Jeszcze nie opadły emocje związanie z udziałem Patryka Lachowicza w zgrupowaniu kadry narodowej, a już krótko po nim Stowarzyszenie Boks Lubin udało się do Gródka nad Dunajcem na tradycyjny obóz sportowy. W województwie małopolskim lubinianie trenowali wraz z kadrą wojewódzką Mazowsza prowadzoną przez Krzysztofa Miałkiego.

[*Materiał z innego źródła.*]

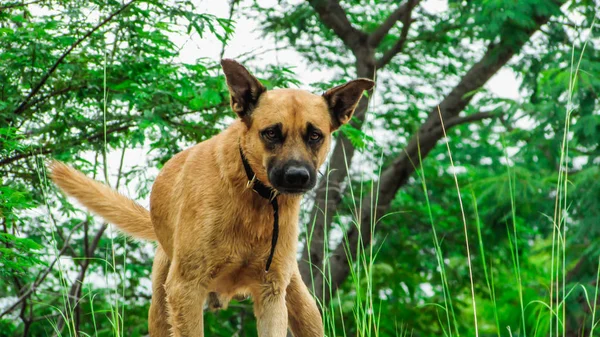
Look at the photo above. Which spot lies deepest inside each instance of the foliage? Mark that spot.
(123, 91)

Tradycyjnie podczas okresu przygotowawczego ekipa Boks Lubin udała się do Gródka nad Dunajcem. Od wielu lat, miejsce to pozwala zawsze mocno przygotować zawodników do nadchodzącego sezonu. Tak było i tym razem. Treningi i sparingi mocno szlifowały umiejętności i formę zarówno lubinian, jak i kadry Warszawsko-mazowieckiego Okręgu Bokserskiego. – Przećwiczyliśmy i udoskonaliliśmy dużo elementów – podkreśla Zbigniew Siwak, trener Boks Lubin.

Do trenujących już w Gródku koleżanek i kolegów z Boks Lubin, prosto ze zgrupowania kadry narodowej w Giżycku dołączył Patryk Lachowicz. Jak podkreśla sztab szkoleniowy zespołu z naszego miasta, dało się zauważyć progres u młodego wychowanka Boks Lubin.

W Gródku nad Dunajcem lubinianie pracowali mocno nad kondycją, ogólnym rozwojem i poprawieniem niektórych elementów technicznych. – Zgrupowanie jak zawsze było bardzo owocne i wymagające – komentuje Hubert Cieleń, wychowanek Boks Lubin.

Pięściarze Stowarzyszenia Boks Lubin konfrontowali swoje umiejętności z mocnymi rywalami z Kadry Mazowsza. Sparingi wyglądały niekiedy jak mecze pięściarskie mistrzostw Polski. Całość na pewno będzie miała przekład na formę do zbliżających się mistrzostw Dolnego Śląska, które zaplanowano w Świdnicy. Moc doświadczeń „przelewał” także na uczestników zgrupowania Dariusz Karpiński, były szef wyszkolenia PZB. Wraz z lubinianami i kadra Mazowsza na zgrupowaniu był także zaprzyjaźniony klub Old School Gym Legnica z trenerem Mikołajem Jakimczykiem, który także był bardzo zadowolony z obozu w Gródku.